There have been numerous films exploring the various impacts reverberating from the 9/11 terrorist attacks, but The Reluctant Fundamentalist, directed by Mira Nair, adopts a different, more internally-driven perspective. Based on the novel of the same name, with a screenplay written by Mohsin Hamid, Ami Boghani and William Wheeler, the film focusses on one man’s attempt to grapple with his cultural identity in a post-9/11 world.
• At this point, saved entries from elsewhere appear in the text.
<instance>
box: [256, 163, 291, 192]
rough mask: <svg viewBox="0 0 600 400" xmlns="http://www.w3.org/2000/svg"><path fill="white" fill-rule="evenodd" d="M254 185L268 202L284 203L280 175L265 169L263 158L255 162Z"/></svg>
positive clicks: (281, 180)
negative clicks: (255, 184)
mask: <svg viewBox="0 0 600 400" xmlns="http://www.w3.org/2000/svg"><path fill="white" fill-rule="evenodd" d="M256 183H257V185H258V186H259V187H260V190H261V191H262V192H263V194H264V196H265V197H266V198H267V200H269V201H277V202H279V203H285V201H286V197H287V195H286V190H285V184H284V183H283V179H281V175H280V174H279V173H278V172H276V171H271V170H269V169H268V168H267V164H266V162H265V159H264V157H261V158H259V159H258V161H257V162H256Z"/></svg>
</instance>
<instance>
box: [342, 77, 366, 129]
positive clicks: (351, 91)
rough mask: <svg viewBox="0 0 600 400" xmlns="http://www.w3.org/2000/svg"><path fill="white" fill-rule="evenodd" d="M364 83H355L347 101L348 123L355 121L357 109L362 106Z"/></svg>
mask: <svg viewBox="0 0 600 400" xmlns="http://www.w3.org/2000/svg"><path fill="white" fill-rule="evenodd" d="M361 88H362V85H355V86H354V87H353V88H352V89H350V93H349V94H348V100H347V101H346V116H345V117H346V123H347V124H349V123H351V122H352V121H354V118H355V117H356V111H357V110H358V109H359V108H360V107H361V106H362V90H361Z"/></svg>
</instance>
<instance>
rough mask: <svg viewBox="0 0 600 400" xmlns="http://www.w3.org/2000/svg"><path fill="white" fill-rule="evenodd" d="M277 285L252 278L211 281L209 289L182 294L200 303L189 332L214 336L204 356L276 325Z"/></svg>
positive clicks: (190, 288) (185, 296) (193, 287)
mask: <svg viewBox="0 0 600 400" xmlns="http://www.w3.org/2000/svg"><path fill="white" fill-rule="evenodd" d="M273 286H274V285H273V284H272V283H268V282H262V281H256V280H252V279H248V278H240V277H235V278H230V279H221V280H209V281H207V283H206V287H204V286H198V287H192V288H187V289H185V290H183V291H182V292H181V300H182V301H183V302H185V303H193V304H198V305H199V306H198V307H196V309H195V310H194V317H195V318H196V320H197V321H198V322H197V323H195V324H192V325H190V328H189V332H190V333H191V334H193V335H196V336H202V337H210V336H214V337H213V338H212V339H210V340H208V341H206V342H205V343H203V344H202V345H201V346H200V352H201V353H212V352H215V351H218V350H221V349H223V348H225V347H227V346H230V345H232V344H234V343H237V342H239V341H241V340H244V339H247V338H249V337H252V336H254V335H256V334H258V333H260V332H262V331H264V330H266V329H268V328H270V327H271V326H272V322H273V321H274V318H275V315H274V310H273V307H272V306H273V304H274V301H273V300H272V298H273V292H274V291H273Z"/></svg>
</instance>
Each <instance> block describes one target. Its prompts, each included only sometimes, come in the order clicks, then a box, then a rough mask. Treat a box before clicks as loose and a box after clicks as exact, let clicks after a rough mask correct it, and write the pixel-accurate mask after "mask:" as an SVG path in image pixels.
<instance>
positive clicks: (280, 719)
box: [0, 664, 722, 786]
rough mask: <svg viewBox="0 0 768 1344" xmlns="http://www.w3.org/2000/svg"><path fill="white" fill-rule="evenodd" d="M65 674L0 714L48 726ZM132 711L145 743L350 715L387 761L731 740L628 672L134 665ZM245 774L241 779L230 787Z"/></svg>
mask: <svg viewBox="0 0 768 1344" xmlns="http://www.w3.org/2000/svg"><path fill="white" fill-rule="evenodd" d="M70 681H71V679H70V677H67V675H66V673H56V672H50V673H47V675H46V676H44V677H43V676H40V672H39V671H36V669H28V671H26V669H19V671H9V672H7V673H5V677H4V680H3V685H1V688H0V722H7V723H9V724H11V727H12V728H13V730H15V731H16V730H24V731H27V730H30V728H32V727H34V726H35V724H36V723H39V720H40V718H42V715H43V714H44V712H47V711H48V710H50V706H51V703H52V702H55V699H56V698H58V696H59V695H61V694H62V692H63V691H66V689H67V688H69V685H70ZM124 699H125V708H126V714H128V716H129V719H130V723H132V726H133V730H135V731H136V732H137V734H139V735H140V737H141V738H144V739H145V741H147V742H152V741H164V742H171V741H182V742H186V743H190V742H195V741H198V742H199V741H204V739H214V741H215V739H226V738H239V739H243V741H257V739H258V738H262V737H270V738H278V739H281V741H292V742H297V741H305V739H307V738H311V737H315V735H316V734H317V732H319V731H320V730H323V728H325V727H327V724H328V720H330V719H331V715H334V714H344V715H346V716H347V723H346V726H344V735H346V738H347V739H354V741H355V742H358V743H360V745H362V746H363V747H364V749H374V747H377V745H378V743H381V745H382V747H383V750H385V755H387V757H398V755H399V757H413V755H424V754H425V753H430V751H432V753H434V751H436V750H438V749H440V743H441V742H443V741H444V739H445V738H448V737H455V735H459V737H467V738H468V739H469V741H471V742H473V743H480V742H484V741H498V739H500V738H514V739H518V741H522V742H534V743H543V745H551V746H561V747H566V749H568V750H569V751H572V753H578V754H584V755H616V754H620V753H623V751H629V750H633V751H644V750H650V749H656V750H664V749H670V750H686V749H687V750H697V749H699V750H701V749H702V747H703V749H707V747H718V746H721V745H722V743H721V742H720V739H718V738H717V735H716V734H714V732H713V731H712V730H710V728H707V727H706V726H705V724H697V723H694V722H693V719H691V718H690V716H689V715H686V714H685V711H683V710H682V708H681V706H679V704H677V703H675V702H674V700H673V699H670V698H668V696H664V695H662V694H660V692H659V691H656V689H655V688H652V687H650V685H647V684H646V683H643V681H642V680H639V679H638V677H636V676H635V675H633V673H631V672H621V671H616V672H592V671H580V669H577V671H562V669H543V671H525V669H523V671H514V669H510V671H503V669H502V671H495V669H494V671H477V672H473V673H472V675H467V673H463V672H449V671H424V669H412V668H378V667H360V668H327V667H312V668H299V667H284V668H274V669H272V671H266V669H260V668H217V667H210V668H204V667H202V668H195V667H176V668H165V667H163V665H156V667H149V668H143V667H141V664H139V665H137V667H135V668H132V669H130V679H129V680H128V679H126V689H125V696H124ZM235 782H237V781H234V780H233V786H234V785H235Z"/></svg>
The film opens with an American professor being abducted in Lahore, Pakistan. The race to find him is the backdrop for an interview conducted by Bobby (Liev Schreiber), a journalist harbouring more clandestine motives, with Changez (Riz Ahmed), a university professor whom he suspects as having knowledge of the abduction. However, Changez insists that he tell his story in its entirety. Raised in Pakistan, Changez moves to America to obtain his education and eventually working in a prominent New York corporate firm as a protégé to Jim (Kiefer Sutherland). He also meets Erica (Kate Hudson), an artistic, free-spirited woman, and the two begin a passionate, though strained, relationship.
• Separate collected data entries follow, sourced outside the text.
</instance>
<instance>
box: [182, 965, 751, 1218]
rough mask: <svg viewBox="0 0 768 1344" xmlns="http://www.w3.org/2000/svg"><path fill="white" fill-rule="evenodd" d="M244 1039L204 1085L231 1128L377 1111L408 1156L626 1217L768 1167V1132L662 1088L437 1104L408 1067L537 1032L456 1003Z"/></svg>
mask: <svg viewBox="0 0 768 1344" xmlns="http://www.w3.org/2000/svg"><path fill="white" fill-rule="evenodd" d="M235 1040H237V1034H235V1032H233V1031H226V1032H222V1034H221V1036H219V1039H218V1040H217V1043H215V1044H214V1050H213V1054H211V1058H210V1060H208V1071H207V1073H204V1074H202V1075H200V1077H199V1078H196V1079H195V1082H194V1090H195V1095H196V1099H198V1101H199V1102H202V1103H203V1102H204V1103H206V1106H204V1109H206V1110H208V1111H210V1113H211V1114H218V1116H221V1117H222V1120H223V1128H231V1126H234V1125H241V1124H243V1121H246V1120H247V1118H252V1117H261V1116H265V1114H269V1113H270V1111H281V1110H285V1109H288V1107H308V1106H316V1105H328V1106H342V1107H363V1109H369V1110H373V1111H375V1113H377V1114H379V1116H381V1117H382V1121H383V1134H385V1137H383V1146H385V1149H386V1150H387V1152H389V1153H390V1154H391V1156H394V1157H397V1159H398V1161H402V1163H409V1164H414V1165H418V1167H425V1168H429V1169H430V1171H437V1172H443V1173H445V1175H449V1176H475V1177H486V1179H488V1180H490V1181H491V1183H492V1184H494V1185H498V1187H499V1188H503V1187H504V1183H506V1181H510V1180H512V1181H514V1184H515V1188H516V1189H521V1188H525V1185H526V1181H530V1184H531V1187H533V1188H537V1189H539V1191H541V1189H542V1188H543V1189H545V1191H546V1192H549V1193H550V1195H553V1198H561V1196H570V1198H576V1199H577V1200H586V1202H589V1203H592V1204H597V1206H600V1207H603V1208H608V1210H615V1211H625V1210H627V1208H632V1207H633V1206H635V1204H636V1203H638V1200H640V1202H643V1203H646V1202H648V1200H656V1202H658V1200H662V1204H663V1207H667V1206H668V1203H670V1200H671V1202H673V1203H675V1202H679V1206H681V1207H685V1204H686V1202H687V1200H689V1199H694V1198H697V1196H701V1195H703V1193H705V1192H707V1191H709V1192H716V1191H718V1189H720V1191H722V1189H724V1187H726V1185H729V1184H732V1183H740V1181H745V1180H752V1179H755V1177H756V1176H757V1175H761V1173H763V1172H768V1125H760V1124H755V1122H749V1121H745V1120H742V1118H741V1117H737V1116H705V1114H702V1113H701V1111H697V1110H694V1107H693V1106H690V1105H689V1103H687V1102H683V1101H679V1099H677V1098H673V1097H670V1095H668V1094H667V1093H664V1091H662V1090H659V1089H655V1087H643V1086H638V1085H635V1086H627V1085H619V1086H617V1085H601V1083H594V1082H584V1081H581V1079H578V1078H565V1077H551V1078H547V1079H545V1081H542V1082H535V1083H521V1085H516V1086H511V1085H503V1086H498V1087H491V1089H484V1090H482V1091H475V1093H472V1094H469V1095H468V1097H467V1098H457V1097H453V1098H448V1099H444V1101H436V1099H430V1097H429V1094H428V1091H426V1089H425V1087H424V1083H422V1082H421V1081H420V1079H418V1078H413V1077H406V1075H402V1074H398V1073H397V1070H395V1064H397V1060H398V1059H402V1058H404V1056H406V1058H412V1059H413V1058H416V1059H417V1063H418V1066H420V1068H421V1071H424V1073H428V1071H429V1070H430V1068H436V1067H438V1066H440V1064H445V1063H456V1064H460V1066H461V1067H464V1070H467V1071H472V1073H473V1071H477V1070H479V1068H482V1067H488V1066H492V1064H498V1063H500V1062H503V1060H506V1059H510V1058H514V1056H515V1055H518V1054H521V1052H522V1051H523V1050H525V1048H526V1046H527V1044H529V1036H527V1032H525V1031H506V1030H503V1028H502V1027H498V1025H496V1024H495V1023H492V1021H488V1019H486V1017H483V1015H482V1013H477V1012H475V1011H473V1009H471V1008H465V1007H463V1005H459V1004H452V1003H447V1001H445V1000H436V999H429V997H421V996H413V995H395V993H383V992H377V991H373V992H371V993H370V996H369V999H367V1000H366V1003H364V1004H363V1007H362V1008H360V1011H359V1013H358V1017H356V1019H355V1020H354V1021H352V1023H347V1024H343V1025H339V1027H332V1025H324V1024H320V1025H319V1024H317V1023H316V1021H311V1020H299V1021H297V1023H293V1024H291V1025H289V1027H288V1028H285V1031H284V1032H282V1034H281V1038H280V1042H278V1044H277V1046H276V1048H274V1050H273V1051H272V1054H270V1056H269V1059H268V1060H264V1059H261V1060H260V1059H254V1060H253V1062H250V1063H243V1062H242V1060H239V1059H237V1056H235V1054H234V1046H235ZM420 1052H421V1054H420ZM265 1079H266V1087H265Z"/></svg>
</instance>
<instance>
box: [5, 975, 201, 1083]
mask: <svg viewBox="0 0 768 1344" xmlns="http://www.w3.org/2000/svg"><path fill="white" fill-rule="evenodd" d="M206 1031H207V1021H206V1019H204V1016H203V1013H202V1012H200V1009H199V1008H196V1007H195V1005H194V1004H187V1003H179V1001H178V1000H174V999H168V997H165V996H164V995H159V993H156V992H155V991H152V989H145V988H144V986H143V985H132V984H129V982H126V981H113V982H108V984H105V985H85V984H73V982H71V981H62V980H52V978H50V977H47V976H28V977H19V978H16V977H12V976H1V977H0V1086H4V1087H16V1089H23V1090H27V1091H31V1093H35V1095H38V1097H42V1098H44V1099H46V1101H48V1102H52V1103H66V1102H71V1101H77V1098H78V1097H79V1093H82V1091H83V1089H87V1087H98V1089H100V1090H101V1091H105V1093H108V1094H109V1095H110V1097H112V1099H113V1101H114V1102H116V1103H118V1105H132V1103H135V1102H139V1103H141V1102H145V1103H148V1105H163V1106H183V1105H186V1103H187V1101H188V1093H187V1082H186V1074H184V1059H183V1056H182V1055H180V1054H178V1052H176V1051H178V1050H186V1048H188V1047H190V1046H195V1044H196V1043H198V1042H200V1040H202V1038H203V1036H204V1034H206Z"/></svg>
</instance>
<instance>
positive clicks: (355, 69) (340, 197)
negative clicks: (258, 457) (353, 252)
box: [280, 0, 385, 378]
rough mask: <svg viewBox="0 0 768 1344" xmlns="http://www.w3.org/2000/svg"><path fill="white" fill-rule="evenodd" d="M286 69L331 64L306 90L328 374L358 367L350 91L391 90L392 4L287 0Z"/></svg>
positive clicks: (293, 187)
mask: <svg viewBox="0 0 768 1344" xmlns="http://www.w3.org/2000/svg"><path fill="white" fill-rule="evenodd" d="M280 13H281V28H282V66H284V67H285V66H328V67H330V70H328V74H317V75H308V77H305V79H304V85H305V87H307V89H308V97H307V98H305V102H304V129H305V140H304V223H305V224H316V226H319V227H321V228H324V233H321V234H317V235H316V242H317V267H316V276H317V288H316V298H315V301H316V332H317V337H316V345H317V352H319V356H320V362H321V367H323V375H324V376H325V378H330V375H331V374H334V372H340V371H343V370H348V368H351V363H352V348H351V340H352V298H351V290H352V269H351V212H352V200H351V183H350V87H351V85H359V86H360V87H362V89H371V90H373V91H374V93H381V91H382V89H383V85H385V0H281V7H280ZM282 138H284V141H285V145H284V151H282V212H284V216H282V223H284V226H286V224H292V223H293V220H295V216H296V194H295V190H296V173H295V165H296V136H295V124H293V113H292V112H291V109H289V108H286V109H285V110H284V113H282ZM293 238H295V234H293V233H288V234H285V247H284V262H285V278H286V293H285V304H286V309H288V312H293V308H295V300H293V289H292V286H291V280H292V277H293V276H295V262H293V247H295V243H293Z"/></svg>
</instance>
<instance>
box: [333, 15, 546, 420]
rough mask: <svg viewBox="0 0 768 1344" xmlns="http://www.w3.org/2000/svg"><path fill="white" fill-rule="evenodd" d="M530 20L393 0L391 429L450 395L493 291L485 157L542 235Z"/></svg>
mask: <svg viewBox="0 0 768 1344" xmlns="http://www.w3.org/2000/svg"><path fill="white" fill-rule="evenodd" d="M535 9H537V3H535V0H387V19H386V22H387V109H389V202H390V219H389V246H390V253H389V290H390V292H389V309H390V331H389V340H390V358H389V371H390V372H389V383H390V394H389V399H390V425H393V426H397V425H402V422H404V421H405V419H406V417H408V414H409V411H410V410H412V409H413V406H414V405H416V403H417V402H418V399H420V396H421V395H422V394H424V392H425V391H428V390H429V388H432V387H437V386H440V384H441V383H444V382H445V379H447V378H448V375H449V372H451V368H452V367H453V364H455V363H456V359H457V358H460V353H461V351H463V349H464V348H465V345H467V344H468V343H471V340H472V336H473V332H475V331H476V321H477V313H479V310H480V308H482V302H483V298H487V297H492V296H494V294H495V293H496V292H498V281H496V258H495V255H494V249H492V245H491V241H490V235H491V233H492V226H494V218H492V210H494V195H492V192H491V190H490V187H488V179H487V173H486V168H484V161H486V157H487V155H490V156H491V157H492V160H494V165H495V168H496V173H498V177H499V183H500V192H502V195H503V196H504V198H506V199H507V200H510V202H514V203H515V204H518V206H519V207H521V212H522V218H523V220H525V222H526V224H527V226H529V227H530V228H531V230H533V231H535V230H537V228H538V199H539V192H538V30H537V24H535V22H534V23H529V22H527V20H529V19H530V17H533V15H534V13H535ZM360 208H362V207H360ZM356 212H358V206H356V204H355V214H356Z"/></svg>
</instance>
Following the 9/11 terrorist attacks, Changez is exposed and subjected to a heightened and previously unexperienced xenophobia. He begins to re-evaluate his proclaimed ‘love for America’ and his broader cultural identity. As the conversation between Bobby and Changez builds momentum and tension, Nair is adept at prolonging the ambiguity surrounding Changez’ allegiances, and this propels the narrative forward.
The performances are fine throughout. Hudson is charismatic as a woman hampered by a past relationship, and Sutherland effectively plays a candid corporate mentor. However, it is Ahmed’s performance that elevates the film. He manages to imbue Changez’ ambivalence and struggle to reconcile different strands of thought with a progressively strained demeanour in the flashbacks, whilst being subtle and composed in his conversation with Bobby.
Where The Reluctant Fundamentalist is not as successful is in investing the search for the abducted professor with as much tension and suspense as the gradual unpacking of Changez’ past. Instead, the ‘thrills’ are to be had in watching the conversation progress. In this respect, the film is less successful as a political thriller and more devoted to exploring ideas about the adequacy of fundamentalist philosophies and the difficulties in reconciling different cultural influences into a tenable political, and personal, position. Ultimately, this film is compelling because it is a richly engaging character study set amidst the chaos of a post-9/11 world.
The Reluctant Fundamentalist is in Australian cinemas from 23 May through Rialto Distribution.